Note:  Not all cameras are 16-bit systems.  Some are 14-bit or 12-bit.  But even a 12-bit system has 4096 levels of grey, still much more than an 8-bit monitor.

How do you get 65,536 shades of grey into the 256 shades a computer monitor can display?  By scaling the image.


Image processing software automatically scales a CCD image to display it within the limits of the 8-bit computer monitor.  However, this automatic scaling rarely produces the best-looking image.  Usually, when an image is first opened in a program the background is too bright and the highlights are washed out.  This will, of course, depend on many factors including the type of object imaged.

We start by opening an image, in this case the Swan Nebula, M17.  You can see that the background is not displayed as black but rather grey.  The bright core of the nebula is washed out.

Each software package has a different way of changing the display values.  In MaxIm DL this is the Screen Stretch function (but most programs work in a similar fashion).  The screen stretch displays the image histogram, which is a graph of pixel brightness vs. number of pixels.  For our raw image above the Screen Stretch window looks like this:

The red triangle of the left side of the image determines the black point of the image.  Everything left of the red triangle is displayed as pure black.  The green triangle sets the white point.  Everything right of the green triangle is displayed as pure white.  The values between the red and green triangles are the Range that is displayed on the screen.  The current black point is 0 and the current white point is 3735.  This means the Range is 3735.  This is the range of values that will be compressed into 256 values to be displayed on the screen.

Since the background is not displayed as black, we know that the darkest pixels values in the image must be higher than 0.  This is due to sky background glow from light pollution, among other factors.  To make the background black, without losing any faint detail, bring the red slider up to the toe (left end) of the histogram.

Now the Screen Stretch window shows that the black value was increased to 573.  The white point has not been adjusted yet.  The background is now displayed as black, and the Range has been decreased to 3162.

Now, what about the washed out details in the bright parts of the image?  They imply that the brightest parts of the image have pixel values above 3735.  To bring them back into view on the screen, the white point slider (green triangle) must be moved to the right.  This increases the Range and brings more pixel values into view.

In this case the white point was increased to 9670.  Now, only pixels higher in value than 9670 are displayed as white.  The Range is now 9097.

So why not move the white point slider all the way up to 65,535, which would include all the remaining shades of grey in the original 16-bit image?  Because the entire range has to be divided up into 256 values (or technically 254, since pure black and pure white take up the 0 and 255 values).  One look at the histogram shows that most of the pixels in this image (and almost any astronomical image) are crowded toward the black end of the graph.  In other words, most of the values are very dark.  Not only is the sky dark, but also the main parts of the nebula itself are faint and yields dim pixel values.  Only the few bright areas of the nebula and a couple bright stars contribute to high pixel values.

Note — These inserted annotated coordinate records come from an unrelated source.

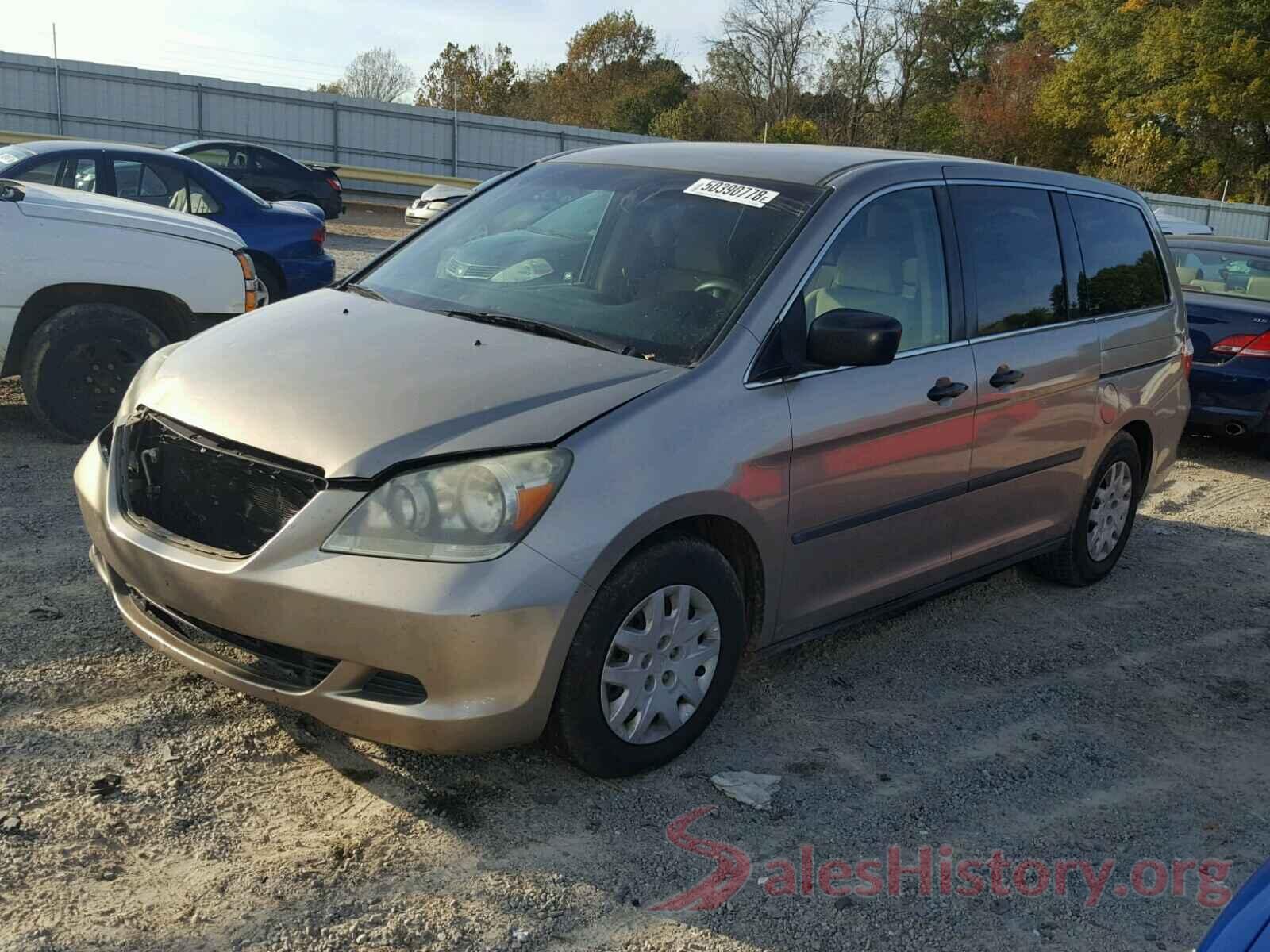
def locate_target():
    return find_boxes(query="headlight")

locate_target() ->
[322,449,573,562]
[491,258,552,284]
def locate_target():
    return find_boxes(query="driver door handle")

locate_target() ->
[926,377,970,404]
[988,364,1024,387]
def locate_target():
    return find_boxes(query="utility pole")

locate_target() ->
[452,78,459,179]
[53,23,62,136]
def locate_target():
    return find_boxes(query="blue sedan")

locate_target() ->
[1196,862,1270,952]
[1168,235,1270,452]
[0,141,335,301]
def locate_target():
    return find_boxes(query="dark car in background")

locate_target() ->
[0,140,335,301]
[167,140,344,221]
[1168,235,1270,452]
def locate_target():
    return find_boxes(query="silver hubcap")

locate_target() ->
[1088,461,1133,562]
[599,585,719,744]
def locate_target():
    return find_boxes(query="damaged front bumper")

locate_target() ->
[75,440,593,753]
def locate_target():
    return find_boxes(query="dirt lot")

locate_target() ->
[0,261,1270,952]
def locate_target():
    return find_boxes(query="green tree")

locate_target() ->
[1024,0,1270,202]
[767,116,821,144]
[333,47,414,103]
[414,43,519,116]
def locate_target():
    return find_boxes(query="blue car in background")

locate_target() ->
[0,141,335,301]
[1168,235,1270,453]
[1195,862,1270,952]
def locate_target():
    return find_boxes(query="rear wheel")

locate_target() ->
[21,303,167,443]
[1030,433,1145,585]
[548,537,745,777]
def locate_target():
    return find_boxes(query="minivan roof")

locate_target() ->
[548,142,1137,198]
[14,138,174,155]
[1164,235,1270,254]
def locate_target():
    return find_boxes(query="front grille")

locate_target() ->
[360,671,428,704]
[122,414,326,557]
[132,592,339,690]
[132,599,428,704]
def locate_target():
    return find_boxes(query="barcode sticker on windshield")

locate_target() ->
[683,179,779,208]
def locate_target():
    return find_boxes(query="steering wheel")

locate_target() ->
[692,278,741,297]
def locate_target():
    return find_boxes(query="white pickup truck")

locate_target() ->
[0,179,265,442]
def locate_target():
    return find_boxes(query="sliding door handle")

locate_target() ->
[926,377,970,404]
[988,364,1024,387]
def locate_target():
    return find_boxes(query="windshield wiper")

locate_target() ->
[436,309,614,353]
[344,283,387,302]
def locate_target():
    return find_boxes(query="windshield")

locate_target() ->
[358,163,819,366]
[0,146,34,170]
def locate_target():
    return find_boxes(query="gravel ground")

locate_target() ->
[0,311,1270,952]
[326,222,398,278]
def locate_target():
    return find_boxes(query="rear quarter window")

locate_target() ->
[949,186,1067,335]
[1069,195,1168,317]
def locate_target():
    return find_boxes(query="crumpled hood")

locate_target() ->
[17,182,243,250]
[129,290,684,478]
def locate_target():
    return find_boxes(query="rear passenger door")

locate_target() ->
[949,182,1100,571]
[777,186,974,639]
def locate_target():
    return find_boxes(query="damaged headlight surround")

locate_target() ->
[322,448,573,562]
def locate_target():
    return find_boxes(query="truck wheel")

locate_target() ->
[548,537,747,777]
[21,303,167,443]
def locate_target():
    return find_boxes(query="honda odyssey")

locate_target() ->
[75,142,1190,776]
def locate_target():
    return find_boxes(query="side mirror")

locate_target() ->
[806,309,904,367]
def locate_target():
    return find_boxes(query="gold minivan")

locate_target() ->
[75,142,1190,776]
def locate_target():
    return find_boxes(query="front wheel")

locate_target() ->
[1030,433,1145,585]
[21,303,167,443]
[548,537,745,777]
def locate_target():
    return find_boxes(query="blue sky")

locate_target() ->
[0,0,840,87]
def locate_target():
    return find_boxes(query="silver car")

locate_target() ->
[75,144,1190,776]
[405,186,472,227]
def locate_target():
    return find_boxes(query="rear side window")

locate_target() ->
[1171,246,1270,301]
[1069,195,1168,317]
[949,186,1067,335]
[21,159,62,186]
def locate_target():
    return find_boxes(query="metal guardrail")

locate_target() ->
[0,129,478,202]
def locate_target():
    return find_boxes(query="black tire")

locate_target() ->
[21,303,167,443]
[256,263,283,305]
[1029,433,1145,586]
[546,536,748,777]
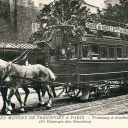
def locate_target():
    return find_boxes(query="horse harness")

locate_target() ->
[0,64,12,87]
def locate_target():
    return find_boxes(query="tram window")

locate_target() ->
[109,47,115,58]
[100,46,107,59]
[91,45,99,59]
[71,46,77,58]
[82,45,89,58]
[116,47,123,58]
[123,46,128,58]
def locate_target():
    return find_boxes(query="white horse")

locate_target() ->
[0,59,55,114]
[5,63,55,113]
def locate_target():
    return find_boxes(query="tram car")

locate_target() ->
[38,25,128,100]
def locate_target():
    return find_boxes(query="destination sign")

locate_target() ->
[85,22,128,34]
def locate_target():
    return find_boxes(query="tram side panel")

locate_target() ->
[78,60,125,83]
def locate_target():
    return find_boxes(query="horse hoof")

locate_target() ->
[6,111,12,115]
[7,105,13,111]
[11,103,16,110]
[20,108,25,112]
[46,105,52,110]
[38,102,46,107]
[0,110,7,115]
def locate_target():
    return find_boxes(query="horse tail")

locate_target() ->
[47,68,56,80]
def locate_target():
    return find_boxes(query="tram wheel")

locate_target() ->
[66,86,81,98]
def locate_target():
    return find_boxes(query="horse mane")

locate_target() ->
[46,68,56,80]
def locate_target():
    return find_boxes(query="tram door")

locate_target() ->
[36,55,46,66]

So, if a wide range of pixel values is displayed, evenly divided into the available 254 shades of grey, most of the “important” pixels (the ones that make up the bulk of the object we’re imaging) will be displayed over a small range of dark shades of grey.  The result is the image above, where the bright portions of the nebula are visible, but at the expense of making the faint parts invisible or extremely faint.

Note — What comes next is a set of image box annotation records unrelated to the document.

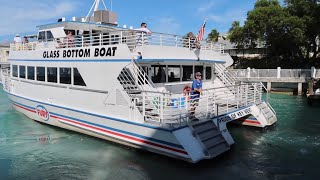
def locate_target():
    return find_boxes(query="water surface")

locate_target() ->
[0,90,320,180]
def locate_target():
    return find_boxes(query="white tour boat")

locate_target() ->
[1,1,277,163]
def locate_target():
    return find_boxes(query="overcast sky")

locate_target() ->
[0,0,255,41]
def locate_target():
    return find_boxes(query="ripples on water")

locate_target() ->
[0,91,320,180]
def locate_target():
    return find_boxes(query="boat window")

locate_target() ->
[27,66,34,80]
[64,29,76,35]
[60,68,71,84]
[194,66,203,78]
[37,67,46,81]
[38,31,46,42]
[12,65,18,77]
[47,67,58,83]
[73,68,86,86]
[182,66,193,81]
[19,66,26,79]
[206,66,212,79]
[46,31,53,41]
[151,65,166,83]
[168,66,180,82]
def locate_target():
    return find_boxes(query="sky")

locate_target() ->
[0,0,256,42]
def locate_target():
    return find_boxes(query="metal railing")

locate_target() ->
[132,83,262,126]
[228,69,314,79]
[10,29,224,53]
[0,68,11,92]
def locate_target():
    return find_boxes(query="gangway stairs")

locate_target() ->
[189,120,230,158]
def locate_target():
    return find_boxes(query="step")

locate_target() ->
[203,135,226,149]
[198,129,221,141]
[193,124,216,134]
[208,143,230,158]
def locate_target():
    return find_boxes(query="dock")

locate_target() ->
[228,67,320,95]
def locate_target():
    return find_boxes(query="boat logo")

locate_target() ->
[36,105,50,121]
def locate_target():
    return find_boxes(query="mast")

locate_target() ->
[94,0,100,11]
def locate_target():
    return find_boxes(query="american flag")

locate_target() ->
[197,19,207,42]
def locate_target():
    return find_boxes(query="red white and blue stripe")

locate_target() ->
[11,100,188,158]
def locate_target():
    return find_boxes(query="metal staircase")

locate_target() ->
[190,120,230,158]
[118,60,160,122]
[118,60,157,94]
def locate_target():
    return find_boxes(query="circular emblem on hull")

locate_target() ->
[36,105,50,121]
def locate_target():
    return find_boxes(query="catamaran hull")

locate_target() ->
[8,93,193,162]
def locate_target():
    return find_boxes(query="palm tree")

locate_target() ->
[207,29,219,42]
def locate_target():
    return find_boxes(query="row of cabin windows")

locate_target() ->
[12,65,86,86]
[150,65,212,83]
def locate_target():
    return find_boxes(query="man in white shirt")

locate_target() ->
[13,34,22,50]
[136,23,152,46]
[13,34,22,44]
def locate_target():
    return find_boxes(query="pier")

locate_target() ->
[228,67,320,95]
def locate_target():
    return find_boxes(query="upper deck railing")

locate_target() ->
[227,67,320,82]
[10,30,224,53]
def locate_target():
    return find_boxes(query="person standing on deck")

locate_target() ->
[13,34,22,50]
[136,23,152,46]
[190,72,202,120]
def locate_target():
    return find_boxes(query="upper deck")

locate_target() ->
[10,21,225,63]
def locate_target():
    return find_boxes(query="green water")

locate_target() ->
[0,87,320,180]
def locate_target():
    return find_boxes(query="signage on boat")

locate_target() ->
[43,47,117,59]
[218,107,251,123]
[36,105,50,121]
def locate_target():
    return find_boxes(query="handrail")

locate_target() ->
[10,29,225,51]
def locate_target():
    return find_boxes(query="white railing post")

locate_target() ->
[252,83,258,103]
[81,36,84,47]
[311,66,317,78]
[142,92,146,118]
[246,84,249,106]
[159,94,164,124]
[277,67,281,79]
[119,31,123,44]
[175,36,178,47]
[247,67,251,79]
[206,94,209,118]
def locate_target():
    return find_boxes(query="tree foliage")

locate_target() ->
[207,29,219,42]
[229,0,320,59]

Check out the Line Profile below.  This shows the pixel values through a section of the M17 image, including the brightest part of the nebula.  The peak pixel values are around 10,000, with the most of the nebulosity and background in the range of 500 to 2000.

Above:  A profile of the pixel values in the Swan Nebula image.  These values are along a line through the central part of the nebula.  The bright parts of the nebula have values around 10,000.  Most of the lower pixel values (under 2000) are the faint parts of the nebula.

When the Range is set as shown in the second M17 image, every pixel with a value higher than 3735 is white.  This places the values in the brightest areas of the nebula well above pure white.  In the profile shown below everything within the blue box is displayed in the image (with the black point set at 573 and the white point at 3735).  Every value above the top blue line is white, everything below is black.  (Note that the background sky is not captured in this profile and so all the black pixels actually fall outside the area shown).

If the Range is increased so that only pixels of value 9790 and above are white, then the pixels around 2000 (in the faint parts of the nebula) are closer to the black end of the brightness scale.  They appear much dimmer.  It is best to choose a Range value which is high enough to bring out as much detail as possible in the middle to brighter areas but is still low enough to make these areas bright enough to easily see.

The display compresses the selected values evenly into 256 levels.  Examine the profile below.  Dividing the full range of brightness evenly puts the brightest values into about 75% of the brightness levels.  Only the remaining 25% are left for the faint parts of the nebula.  By lowering the Range the detailed arms take up a greater portion of the brightness levels, meaning they can be better displayed.  However, this is done at a loss of detail in the highlights.

Above:  When the white point setting is moved to 9790, most of the pixels fall into the Range.  However, most of the range is taken up by the few bright pixels, while the majority of pixels (the faint ones) are displayed in only 25% of the range, making them difficult to discern.

So far the Range has been divided evenly into the 256 display levels.  Is it possible to divide them in another fashion so that both bright and dim portions of an image can be displayed at the same time?  Fortunately the answer is Yes!  However, we have so far been dealing only with display scaling and not rescaling image data which affects the actual information in the image.  This is the next step!

Log Scaling

The most common method employed to rescale the actual image data itself is called Log Scaling.  Instead of a linear method of scaling, Log Scaling uses a logarithmic function to display the image.  Bright and faint details are scaled differently so that both can be seen at the same time.  This function works especially well on high-contrast objects such as spiral galaxies and certain bright nebulae such as the Great Orion Nebula and, of course, the Swan Nebula, as seen here.

Above:  This image shows the effects of log scaling.  Compare to the last M17 image above to see that both bright and faint details can be more easily seen.

Log scaling works by compressing the data into a smaller range.  Instead of the bright pixels taking up 75% of the range, they now only comprise only about 50% of the range while the faint pixels have been expanded to take up the remaining 50%.  Now both bright and faint details can be seen in the same image.

Above:  Line profile after log scaling.  Note that the range of values follow a more linear curve, rather than the sharply spiked profile seen before.  Also, the scale has changed, increasing the overall pixel values, but the important thing to note is that the curve is compressed relative to the previous ones.

Other forms of scaling are available, but these functions should suffice for now.  Once you have mastered these techniques, check out theAdvanced Image Processing section for more ways to scale your CCD images.

Note:  Remember that Log Scaling permanently affects the data in the image, whereas the previous scaling examples dealt only with how the image was displayed.

Above:  The final color image of the Swan Nebula.  This image was taken using narrowband filters, but the techniques explained here are the same for any type of imaging.